A subsidiary of State Farm Mutual Automobile Insurance Company from Bloomington, Illinois, State Farm General reported receiving over 8,700 claims and disbursing more than $1 billion to its policyholders. According to S&P Capital IQ, total losses are expected to reach $6.5 billion, not including reinsurance payments.
“We have made significant efforts to thoroughly answer the questions raised by the Commissioner. Although we are prepared to manage all claims resulting from the recent wildfires, State Farm General must carefully evaluate its pathways within the California insurance landscape moving forward,” the insurer stated on Friday.
In March, State Farm announced it would not renew 72,000 homeowner, apartment, and other property policies in California, citing wildfire risks and other issues. This decision followed its previous announcement in May 2023 regarding the suspension of writing new homeowners and personal property insurance in the state, except for personal auto policies.
In June, the company requested a 30% increase in homeowners’ rates along with other pending adjustments, surprising state officials. At that time, Lara highlighted that this raised “serious questions about its financial status.”
State Farm continues to assert that the urgent rate increase is vital to rebuild its capital reserves to ensure it does not have to further limit its ability to offer home insurance in California. Analysts within the insurance sector have indicated that premium hikes were anticipated due to the wildfire crisis.
The company has reported a loss of $2.8 billion over the last nine years, inclusive of investment income gains, and noted that AM Best downgraded State Farm General’s financial rating last year. Conversely, the overall State Farm Group, under the parent company, received a strong financial rating from the agency in December.
In his correspondence, Lara requested that State Farm provide additional documentation justifying its rate request, more details about its reportedly declining financial condition, and an explanation as to why State Farm Mutual cannot extend financial support to its California branch.
Lara also proposed a meeting on February 26 with State Farm to discuss these issues, which would also include representatives from Consumer Watchdog, an advocacy organization based in Los Angeles that has been involved in the rate review process and urged Lara to deny the rate increase.
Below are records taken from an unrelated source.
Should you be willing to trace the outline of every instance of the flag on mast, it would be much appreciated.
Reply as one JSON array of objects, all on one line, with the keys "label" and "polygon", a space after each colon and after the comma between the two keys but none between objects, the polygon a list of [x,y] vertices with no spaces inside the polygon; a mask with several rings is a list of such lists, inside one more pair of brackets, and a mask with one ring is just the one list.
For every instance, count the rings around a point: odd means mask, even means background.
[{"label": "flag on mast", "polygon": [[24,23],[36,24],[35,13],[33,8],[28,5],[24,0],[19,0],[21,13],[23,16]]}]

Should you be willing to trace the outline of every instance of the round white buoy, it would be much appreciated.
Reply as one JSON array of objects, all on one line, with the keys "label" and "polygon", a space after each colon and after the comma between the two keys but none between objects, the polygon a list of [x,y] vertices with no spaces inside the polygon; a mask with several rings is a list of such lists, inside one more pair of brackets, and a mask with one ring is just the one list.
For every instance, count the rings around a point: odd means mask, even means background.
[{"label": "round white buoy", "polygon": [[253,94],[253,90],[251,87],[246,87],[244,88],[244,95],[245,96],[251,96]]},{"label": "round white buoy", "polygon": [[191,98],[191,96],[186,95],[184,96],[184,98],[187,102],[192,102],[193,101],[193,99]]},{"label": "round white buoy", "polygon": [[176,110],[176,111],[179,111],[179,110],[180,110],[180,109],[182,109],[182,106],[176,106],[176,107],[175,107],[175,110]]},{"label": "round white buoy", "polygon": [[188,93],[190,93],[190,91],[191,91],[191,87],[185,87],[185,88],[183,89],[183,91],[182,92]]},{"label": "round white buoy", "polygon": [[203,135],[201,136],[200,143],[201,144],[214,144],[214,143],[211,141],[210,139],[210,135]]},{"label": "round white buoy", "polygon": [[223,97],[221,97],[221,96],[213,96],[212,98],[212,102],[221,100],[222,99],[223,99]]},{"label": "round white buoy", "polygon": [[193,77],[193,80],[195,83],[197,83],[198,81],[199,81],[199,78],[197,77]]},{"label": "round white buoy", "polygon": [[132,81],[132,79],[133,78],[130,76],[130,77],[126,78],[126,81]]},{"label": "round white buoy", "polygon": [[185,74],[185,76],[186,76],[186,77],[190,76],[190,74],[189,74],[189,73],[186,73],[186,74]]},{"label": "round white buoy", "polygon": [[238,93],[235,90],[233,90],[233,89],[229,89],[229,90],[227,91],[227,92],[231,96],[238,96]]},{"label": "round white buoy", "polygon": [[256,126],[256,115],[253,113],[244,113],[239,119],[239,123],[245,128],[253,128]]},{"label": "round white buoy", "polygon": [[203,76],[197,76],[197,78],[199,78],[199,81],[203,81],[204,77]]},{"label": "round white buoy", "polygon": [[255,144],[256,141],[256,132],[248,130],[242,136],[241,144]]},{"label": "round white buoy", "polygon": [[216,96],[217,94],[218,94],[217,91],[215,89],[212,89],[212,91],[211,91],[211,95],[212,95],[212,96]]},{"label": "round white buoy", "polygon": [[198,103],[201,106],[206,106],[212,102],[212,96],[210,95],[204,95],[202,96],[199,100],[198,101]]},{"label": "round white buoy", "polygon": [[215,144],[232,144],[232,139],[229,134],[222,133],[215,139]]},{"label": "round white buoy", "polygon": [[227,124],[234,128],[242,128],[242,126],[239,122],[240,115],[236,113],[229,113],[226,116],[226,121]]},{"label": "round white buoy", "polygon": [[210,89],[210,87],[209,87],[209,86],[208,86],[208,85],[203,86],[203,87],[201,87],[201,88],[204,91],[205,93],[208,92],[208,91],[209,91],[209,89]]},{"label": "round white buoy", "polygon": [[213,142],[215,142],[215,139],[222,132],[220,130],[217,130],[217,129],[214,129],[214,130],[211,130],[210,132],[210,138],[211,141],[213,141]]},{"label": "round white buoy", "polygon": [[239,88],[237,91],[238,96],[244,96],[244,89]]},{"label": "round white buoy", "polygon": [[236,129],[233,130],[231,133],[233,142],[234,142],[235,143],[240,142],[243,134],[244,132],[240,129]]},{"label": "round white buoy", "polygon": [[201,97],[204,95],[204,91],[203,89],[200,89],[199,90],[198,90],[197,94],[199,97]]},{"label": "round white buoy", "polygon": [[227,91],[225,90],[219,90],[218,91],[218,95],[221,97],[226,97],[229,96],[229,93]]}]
The group’s reaction to Lara’s decision was mixed.
“We concur that the company needs to offer more transparency, but this should occur in a formal hearing process where we have the right to access information and examine State Farm’s financial records,” stated Jamie Court, president of Consumer Watchdog. “We believe it is inappropriate for him to approve an interim rate increase without a formal hearing.”
State Farm has indicated that it is ready to refund customers who pay the interim emergency rates if the department approves lower increases for the requested hikes from the previous year. The insurer had previously secured a 6.9% increase in homeowner rates in January 2023 and a 20% hike that took effect in March.
With approximately a 20% share of the homeowners insurance market in 2023, State Farm General covers about 1 million homeowners in California, along with 1.8 million other active policies.
The devastating wildfires that occurred on January 7 have significantly impacted a California insurance market that was already facing challenges from multiple large-scale wildfires over the past decade, although none as destructive as the recent L.A. fires, which are expected to incur costs for insurers of up to $45 billion.
On Friday, the insurance department announced a set of fire-related legislative proposals introduced by various lawmakers. This includes measures designed to offer tax-free grants to residents for enhancing fire resistance in homes, obligate insurers to process fire claims without requiring a detailed inventory, and impose a 15% cap on fees charged by public adjusters hired by policyholders to file claims.
Another proposal would empower the commissioner to impose moratoriums preventing insurers from non-renewing or canceling coverage for businesses and other policyholders after significant wildfires, extending a power already in use for homeowner policies, which Lara has enacted following the L.A. incidents.